具体的には、先ほど、血で汚れた土を穴に放り込んでいるんだが、せっかく掘った穴をほとんど埋めてしまい、怒られたところだ。
現在、別枠で穴掘りをしている。
「・・しょ、っと。」
ちなみに、ダークホースは肉も食えるらしいが、人を食い殺すモンスターだと思うと、ちょっと抵抗がある。が、意外にも高級食材だった。
本来なら革も高く売れるらしいが、状態が良くないと苦情をもらった。
ナイトメアに至っては、相当、頭に血が昇っていたらしく、バラバラである。
深夜で半分寝ていたのか、記憶が曖昧なんだけどな。
「群れを率いるボスの目撃情報があってな。これを狩りに行った警備隊が壊滅したんだ。
生き残りはいたんだが、精神を病んでしまった。諸々の事情で、それなりの懸賞金が掛けられていた筈だ。」
懸賞金か・・。“人喰らい”に“海の蟲”に、“森の悪夢”。
片っ端から狩っているような気もしないでもないというか・・・。
「まさかと思うが、この辺の主を狩りつくすつもりなのか?」
んなわきゃーない。
「偶々(たまたま)だ。」
特に“人喰らい”なんかは、ましゅまるとの散歩をしなかったら遭遇すらしなかったと思う。

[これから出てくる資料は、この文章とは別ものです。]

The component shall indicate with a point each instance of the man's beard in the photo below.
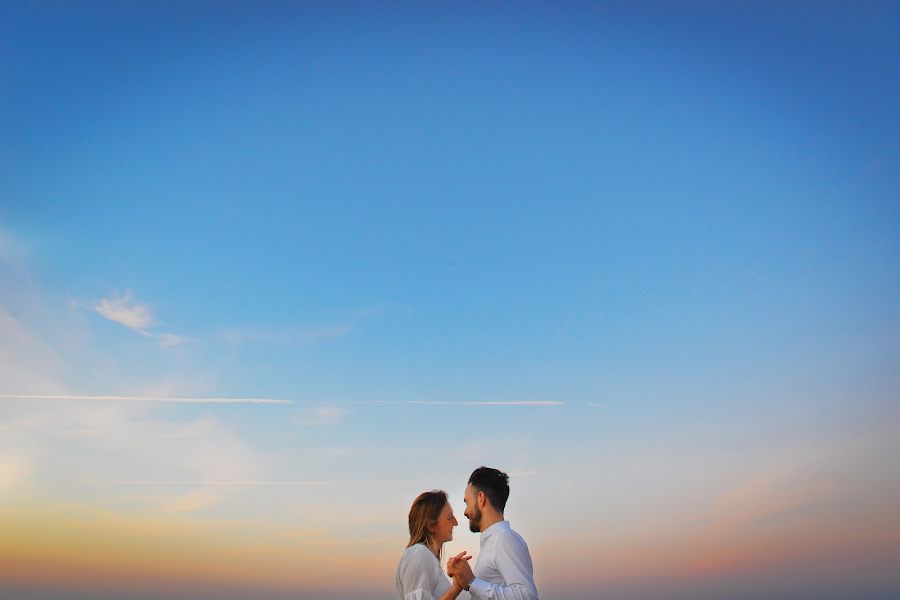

それに、ゲームならともかく、敵対していない相手を狩るって事は、できるだけしたくない。
襲い掛かって来たからこその討伐である。
「偶々遭遇したからという理由で狩れるものではないんだがな・・。」
「遭遇したら、普通はこっちが死ぬよな。」
「脳筋。」
「リフレなのよ。」
何故だか後半、悪口には聞こえないのに悪口を言われたような気がした。